DT lost $39 billion when federal officials killed a deal for AT&T (NYSE: T) to buy T-Mobile. The German company stepped away with a $4 billion break-up fee. That is not nearly enough to maintain and build the infrastructure T-Mobile needs to compete in new 4G technology. T-Mobile also has nothing close to the marketing money AT&T and Verizon Wireless have. Neither does T-Mobile have the Apple (NASDAQ: AAPL) iPhone — the greatest customer magnet in the industry.

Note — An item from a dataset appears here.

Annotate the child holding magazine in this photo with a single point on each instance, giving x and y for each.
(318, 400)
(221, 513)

DT has access to capital to pump billions of dollars into T-Mobile, but it will not. T-Mobile has only 35 million subscribers. Fourth place in the market is not attractive, especially when even the third place company — Sprint-Nextel (NYSE: S) — is struggling with losses and subscriber attrition. AT&T and Verizon (NYSE: VZ) are too big and have too much market share to be challenged. And the wireless subscriber level in the U.S. is nearly 300 million. In other words, without a growing pie, the battle is over market share.
There is often speculation that Sprint and T-Mobile might combine. Yet, two weak companies cannot make a strong one. Sprint is also saddled with debt, and the infrastructures of the firms are not compatible.
T-Mobile has been orphaned by its own parent, and no company will risk picking it up.